The speaker admits that the parent will soon be the victim – meaning that he is the one who will suffer. The poet flips the tale – the roles are reversed. This is rather an authoritarian act because it is the speaker who writes from the perspective of the parent, and therefore has control of the narrative. When the speaker is identified as the victim, the child’s victimhood is rather slighted. It is as if indicating that the child benefits out of this and the speaker receives all the losses out of this. But, according to the speaker, the parent sees himself as a victim because the reality is much more complex than the limited perception of the child offers.
When the speaker says ‘You hate him,’ that is a repetition of the sentiment of anger because the first line of the poem says ‘spite.’ These are strong words of emotions. Very impactful and with long-term effects. The speaker imagines the child’s imagining of capturing/torturing the ogre – the parent.
It is in the third stanza that the parent/speaker mentions his dilemma. He loves the child, which is why he wants to discipline him. But, his love will be interpreted as exactly the opposite; absence of love, or anger, or rejection. During the moments of disciplining, the parent has to make a sacrifice. At the risk of being perceived as a monster, he fulfills his task of disciplining the child – out of love. It is his inability to explain to the child about this reality which creates this misunderstanding. The child is yet too small to understand – You cannot understand, not yet. The speaker acknowledges and hopes that someday the child will grow up and realize the father’s love in every slap. Perhaps when the child becomes a parent.
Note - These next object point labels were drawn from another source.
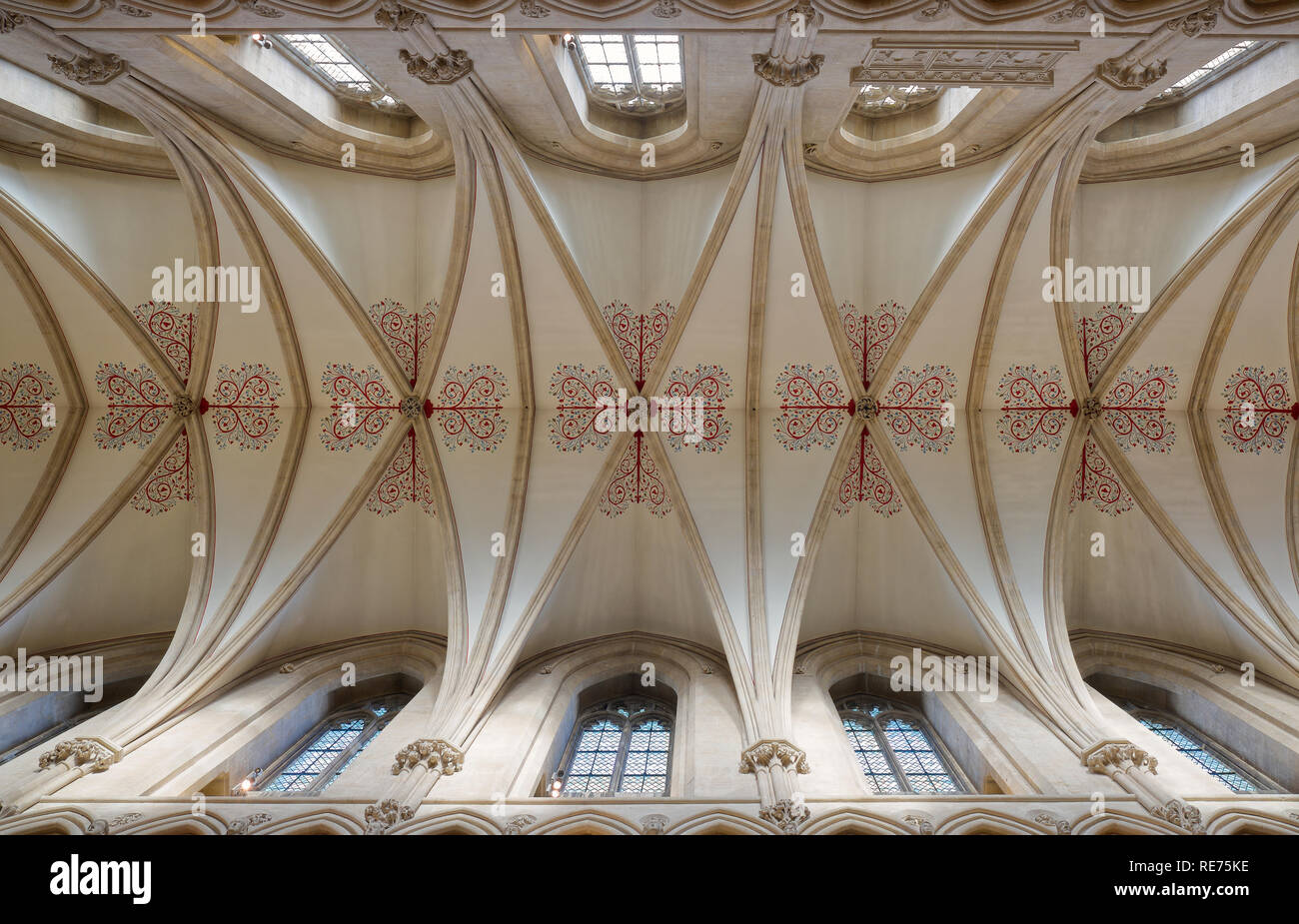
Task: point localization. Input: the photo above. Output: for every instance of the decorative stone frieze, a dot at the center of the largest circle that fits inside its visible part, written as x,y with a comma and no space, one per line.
243,824
786,815
1129,73
1117,757
773,753
395,17
653,824
95,754
783,72
89,69
961,63
433,753
1176,811
516,824
441,69
1199,21
381,816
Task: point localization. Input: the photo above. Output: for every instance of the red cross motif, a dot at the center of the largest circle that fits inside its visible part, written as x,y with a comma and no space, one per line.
25,390
1258,409
170,481
406,479
636,480
468,408
1099,334
406,331
1095,481
638,334
172,331
869,335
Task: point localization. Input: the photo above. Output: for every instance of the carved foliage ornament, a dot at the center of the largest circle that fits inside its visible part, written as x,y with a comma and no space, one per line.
441,69
770,751
395,17
783,73
89,69
433,753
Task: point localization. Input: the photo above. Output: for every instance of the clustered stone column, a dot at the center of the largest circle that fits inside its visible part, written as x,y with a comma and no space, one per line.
1134,771
777,764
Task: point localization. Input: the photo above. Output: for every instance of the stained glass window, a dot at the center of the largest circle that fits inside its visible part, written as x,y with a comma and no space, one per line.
330,61
330,747
622,746
1196,747
895,747
633,73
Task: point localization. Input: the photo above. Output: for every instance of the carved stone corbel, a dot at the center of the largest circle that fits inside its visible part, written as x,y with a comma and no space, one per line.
382,815
436,754
1129,73
89,69
441,69
94,754
395,17
782,72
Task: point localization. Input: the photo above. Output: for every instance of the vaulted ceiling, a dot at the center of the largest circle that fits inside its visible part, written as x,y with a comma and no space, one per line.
903,437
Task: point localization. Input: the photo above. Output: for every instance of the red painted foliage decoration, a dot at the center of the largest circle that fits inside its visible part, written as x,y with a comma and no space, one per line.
243,407
636,480
1135,409
1095,480
406,331
866,481
138,405
1099,335
913,408
25,390
577,392
172,331
1034,409
170,481
812,407
1258,411
640,335
406,479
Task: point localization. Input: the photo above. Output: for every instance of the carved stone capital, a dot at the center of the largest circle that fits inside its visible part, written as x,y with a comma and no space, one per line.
382,815
1174,811
441,69
782,72
771,751
89,69
1117,757
1129,73
653,824
395,17
516,824
432,753
95,754
786,815
243,824
1199,21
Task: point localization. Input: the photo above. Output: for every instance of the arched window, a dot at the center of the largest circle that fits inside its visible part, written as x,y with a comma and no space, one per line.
896,749
329,749
1211,759
620,746
632,73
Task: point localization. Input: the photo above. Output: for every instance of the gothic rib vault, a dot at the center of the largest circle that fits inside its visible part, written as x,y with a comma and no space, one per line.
394,457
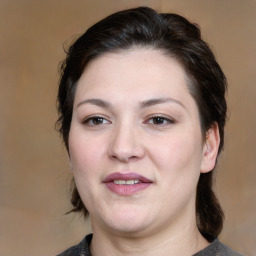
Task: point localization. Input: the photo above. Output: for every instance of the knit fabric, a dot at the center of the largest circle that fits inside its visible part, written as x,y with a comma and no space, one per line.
216,248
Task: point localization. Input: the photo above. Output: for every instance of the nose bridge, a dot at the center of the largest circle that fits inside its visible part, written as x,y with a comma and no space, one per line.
126,143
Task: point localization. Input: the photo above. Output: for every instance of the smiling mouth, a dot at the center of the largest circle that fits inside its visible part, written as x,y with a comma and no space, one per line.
126,182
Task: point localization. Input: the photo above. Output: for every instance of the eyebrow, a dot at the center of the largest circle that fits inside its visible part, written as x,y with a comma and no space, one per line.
143,104
156,101
97,102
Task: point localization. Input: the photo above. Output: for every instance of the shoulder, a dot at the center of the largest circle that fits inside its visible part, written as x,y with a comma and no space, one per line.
81,249
216,248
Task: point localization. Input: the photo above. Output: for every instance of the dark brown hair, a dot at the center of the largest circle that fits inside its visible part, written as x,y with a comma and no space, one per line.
176,37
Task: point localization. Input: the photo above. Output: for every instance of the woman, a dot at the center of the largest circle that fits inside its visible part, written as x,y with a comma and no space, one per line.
142,111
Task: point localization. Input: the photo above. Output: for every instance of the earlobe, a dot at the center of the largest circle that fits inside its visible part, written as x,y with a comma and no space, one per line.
70,165
210,149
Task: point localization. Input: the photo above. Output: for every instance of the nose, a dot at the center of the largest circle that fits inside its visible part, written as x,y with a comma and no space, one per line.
126,144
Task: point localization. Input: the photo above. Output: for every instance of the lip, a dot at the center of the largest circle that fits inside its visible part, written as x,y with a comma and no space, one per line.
125,189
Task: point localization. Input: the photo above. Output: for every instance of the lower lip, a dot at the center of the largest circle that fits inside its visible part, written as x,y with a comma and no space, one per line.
126,190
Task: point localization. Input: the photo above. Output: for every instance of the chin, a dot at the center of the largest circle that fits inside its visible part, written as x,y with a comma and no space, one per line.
128,222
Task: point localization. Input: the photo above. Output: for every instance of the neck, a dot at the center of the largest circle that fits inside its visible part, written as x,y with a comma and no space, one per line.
185,241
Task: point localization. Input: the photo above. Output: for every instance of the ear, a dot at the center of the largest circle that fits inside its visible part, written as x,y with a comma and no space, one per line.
210,149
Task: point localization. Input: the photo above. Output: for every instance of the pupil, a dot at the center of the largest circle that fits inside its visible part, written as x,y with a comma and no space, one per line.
158,120
97,120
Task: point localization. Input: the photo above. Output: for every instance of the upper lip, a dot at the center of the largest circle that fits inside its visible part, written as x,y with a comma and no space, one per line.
126,176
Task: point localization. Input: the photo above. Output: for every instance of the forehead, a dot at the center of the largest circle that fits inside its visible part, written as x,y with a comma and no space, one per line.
136,69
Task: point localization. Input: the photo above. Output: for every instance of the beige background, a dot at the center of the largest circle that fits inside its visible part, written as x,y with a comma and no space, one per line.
34,172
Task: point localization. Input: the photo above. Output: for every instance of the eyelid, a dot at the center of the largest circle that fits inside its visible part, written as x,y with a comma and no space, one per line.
169,119
87,119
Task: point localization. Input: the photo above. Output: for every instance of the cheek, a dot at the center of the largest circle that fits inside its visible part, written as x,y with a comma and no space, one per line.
86,152
181,153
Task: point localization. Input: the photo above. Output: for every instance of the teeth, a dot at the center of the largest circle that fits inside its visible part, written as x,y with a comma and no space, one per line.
126,182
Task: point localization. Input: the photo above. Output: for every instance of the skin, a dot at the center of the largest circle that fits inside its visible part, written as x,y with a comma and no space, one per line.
149,124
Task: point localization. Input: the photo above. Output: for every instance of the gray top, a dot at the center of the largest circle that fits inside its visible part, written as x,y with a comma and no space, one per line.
216,248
The hurt your easy tears can scald him with
The meaning of scald is to ‘injure with very hot liquid or steam.’ This line captures the pain that the father experiences. This is the reversal of the idea of victim in the poem – usually we understand the child to be the victim of such a violent form of punishment which forces him to contort his mouth. But the speaker insists that even though his face is masked with anger, beneath the veneer of grimness, he hurts more than the boy does. The juxtaposition of the pain felt by both parties shows the intensity of the moment. The tears are the manifestation of the boy’s pain – but it is also the source of pain for the father.
The boy fails to see the pain the father endures. He doesn’t see the trembling inside his heart, to see his tears. The line ‘wavering hidden behind that mask’ suggests the idea that this anger/grimness the father displays is a performance – something designed to convey the seriousness of the punishment to the child.
Rather than expecting the boys love, the father strictly disciplines him for the boy’s own benefit. It is portrayed as a selfless act of love.
‘This fierce man’ connotes the humanness of this previously perceived ogre. He seems fierce, he appears grim – but he is just another man; father who ‘longs’ to lift you. Even though the father is able to restore momentary joy by forgiving the child and embracing him and playing with him, the father rather looks to secure the future of the child. The father is like a farmer, plowing the land, preparing the life of the child like a field to bear a heavy and fruitful harvest. And he reminds himself almost: Rain, perhaps standing for grace, love and acceptance, must be given a healthy value rather than using it without wisdom. While discipline sows the seeds of principles and character, the rains of grace and love will be even more effective when it is not taken for granted.